Kinky Boots gets 'blistering' reviews as it opens in West End
- Published
Kinky Boots, a musical based on a true story about a shoe factory in Northampton, has opened in London's West End to strong reviews.
The show's theme gave most critics the opportunity to trot out plenty of puns.
The Guardian said it "puts its best foot forward" while the Mail hailed it as "blistering!"
Already a hit on Broadway, Kinky Boots features songs from pop star Cyndi Lauper who won the 2013 Tony Award for best original score for her work.
Lauper, writer Harvey Fierstein and director Jerry Mitchell joined the cast and producers on stage during a standing ovation at Tuesday's opening night at the Adelphi Theatre.
Among the famous names in the audience were theatre impresario Sir Cameron Mackintosh, TV host Graham Norton, diver Tom Daley and singer Beverley Knight.
The story centres around Charlie Price (Killian Donnelly) who turns his ailing shoe factory into a success by making thigh-high boots after a chance meeting with drag queen Lola (Matt Henry).
"You could make a case against the musical as a piece of preachy uplift about sexual tolerance," said The Guardian's Michael Billington, external, who awarded four stars.
"But it won me over through the quality of the lead performances, the verve of its staging and its conviction, in its fetishistic worship of thigh-high boots, that there's no business like shoe business."
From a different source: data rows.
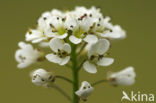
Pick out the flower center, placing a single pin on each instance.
(61, 53)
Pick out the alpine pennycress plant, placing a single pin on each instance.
(77, 39)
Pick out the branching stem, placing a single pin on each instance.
(99, 82)
(62, 92)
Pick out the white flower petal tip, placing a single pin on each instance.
(61, 52)
(125, 77)
(91, 39)
(35, 36)
(89, 67)
(85, 90)
(75, 40)
(105, 61)
(99, 48)
(41, 77)
(27, 55)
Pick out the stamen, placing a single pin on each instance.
(45, 18)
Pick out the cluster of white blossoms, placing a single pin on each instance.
(88, 30)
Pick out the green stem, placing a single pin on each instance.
(75, 73)
(99, 82)
(62, 92)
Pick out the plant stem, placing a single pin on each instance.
(62, 92)
(64, 78)
(75, 73)
(98, 82)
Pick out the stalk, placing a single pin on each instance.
(74, 73)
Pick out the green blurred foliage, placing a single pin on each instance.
(137, 17)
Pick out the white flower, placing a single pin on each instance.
(41, 77)
(56, 12)
(80, 27)
(96, 56)
(125, 77)
(116, 33)
(27, 55)
(61, 52)
(56, 27)
(37, 35)
(85, 90)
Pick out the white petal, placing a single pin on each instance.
(67, 48)
(89, 67)
(56, 44)
(65, 60)
(62, 36)
(105, 61)
(124, 77)
(99, 48)
(53, 58)
(91, 39)
(24, 65)
(85, 90)
(38, 40)
(103, 45)
(44, 44)
(75, 40)
(117, 33)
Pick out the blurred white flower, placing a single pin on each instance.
(125, 77)
(41, 77)
(61, 52)
(38, 35)
(27, 55)
(116, 33)
(85, 90)
(96, 56)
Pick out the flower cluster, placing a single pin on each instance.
(81, 34)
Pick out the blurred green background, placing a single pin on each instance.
(137, 17)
Quentin Letts, giving four stars in The Mail, external, said the show "canters along with engaging verve and vim" after a "dull" opening 15 minutes.
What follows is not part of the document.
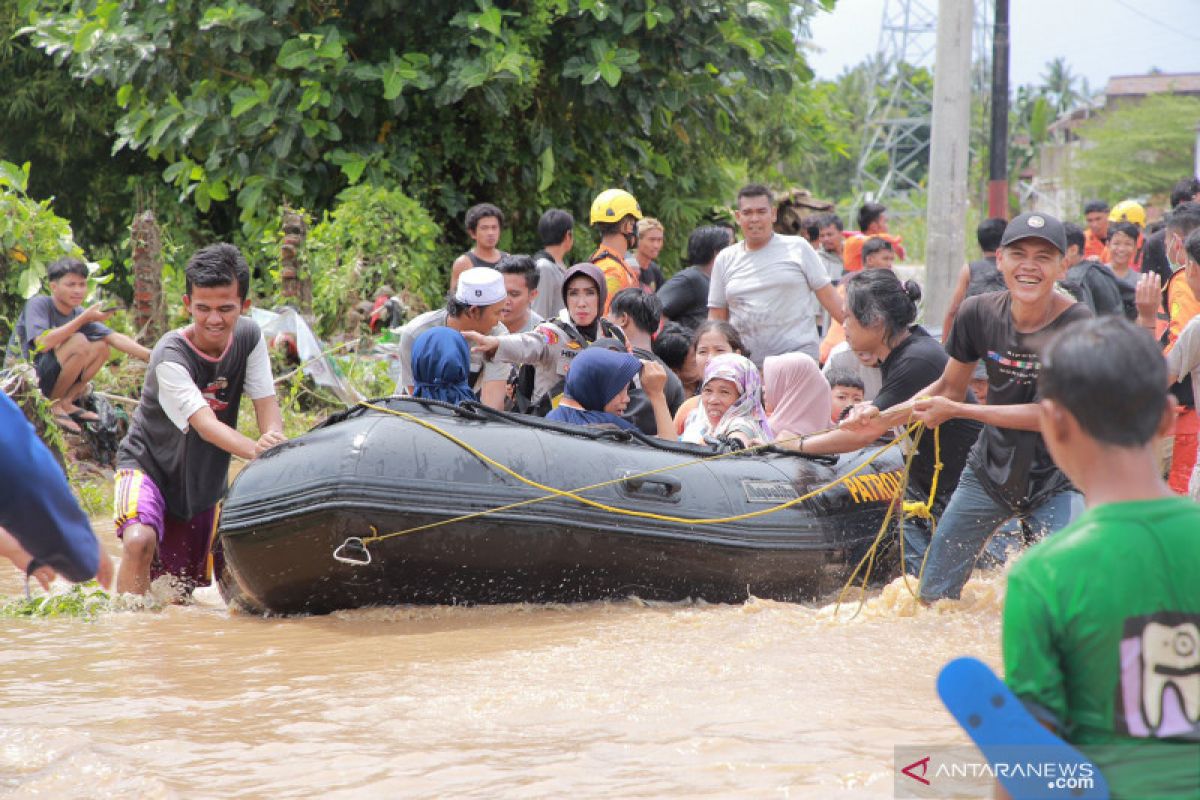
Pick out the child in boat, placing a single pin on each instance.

"Well done the wardrobe mistress and the backstage dressers who squeeze the cast into various items of footwear," he added.
Full of sole
Kinky Boots director Jerry Mitchell told the BBC on opening night how he took his cast to Northamptonshire to learn about the art of shoe-making.
The county has a centuries-long association with footware manufacture and several specialist companies still operate there.
The factory of family-run company, Tricker's, provided the template for the exterior set design in the musical.
"When we started rehearsals I took the whole cast to Tricker's in Northampton," Mitchell said. "And then all the Tricker's people came and saw a preview last week - and they flipped out!"
He said the show's message was about "accepting people for who they are and not making judgements about people before you get to know them".
And he hoped it would go down well with British audiences. "I tell every cast I work with that you guys grow up with panto, so seeing a man address isn't really that big a deal."
Other four star reviews came from The Stage, external and Whatsonstage.com., external
The latter's Michael Coveney said the Broadway import was "a riotous take" on the 2005 film version, which was itself inspired by a BBC documentary, Trouble at the Top: The Kinky Boot Factory, which was broadcast in 1999.
"It's interesting how British musicals with commercial pretensions have focused on communities in industrial decline - from Billy Elliot to Made in Dagenham - as if to galvanise the public into a sense of regeneration through theatre," he said.
The Stage's Mark Shenton said: "I suspect Kinky Boots may have legs and not just the muscular ones that are encased in thigh-high, stiletto-heeled footwear that are specially designed for transvestite use."
Less impressed was The Telegraph's Dominic Cavendish,, external whose two-star review said: "It may at times look as colourful as a pride carnival parade, but you can hear the creak of the production-line.
"It doesn't help that the Adelphi only recently hosted Made in Dagenham, another rather formulaic vision of blue-collar types rallying together against a background of industrial uncertainty."
He did, however, praise Matt Henry's "tour de force" performance as Lola. "When he's surrounded by his gender-bending, go-go dancers, camping and vamping it up like there's no tomorrow, it's all pleasure, no pain. But around them, it's way too pedestrian. He's a sure-footed sensation, the clod-hopping show isn't."
Kinky Boots is booking at London's Adelphi Theatre until 6 February.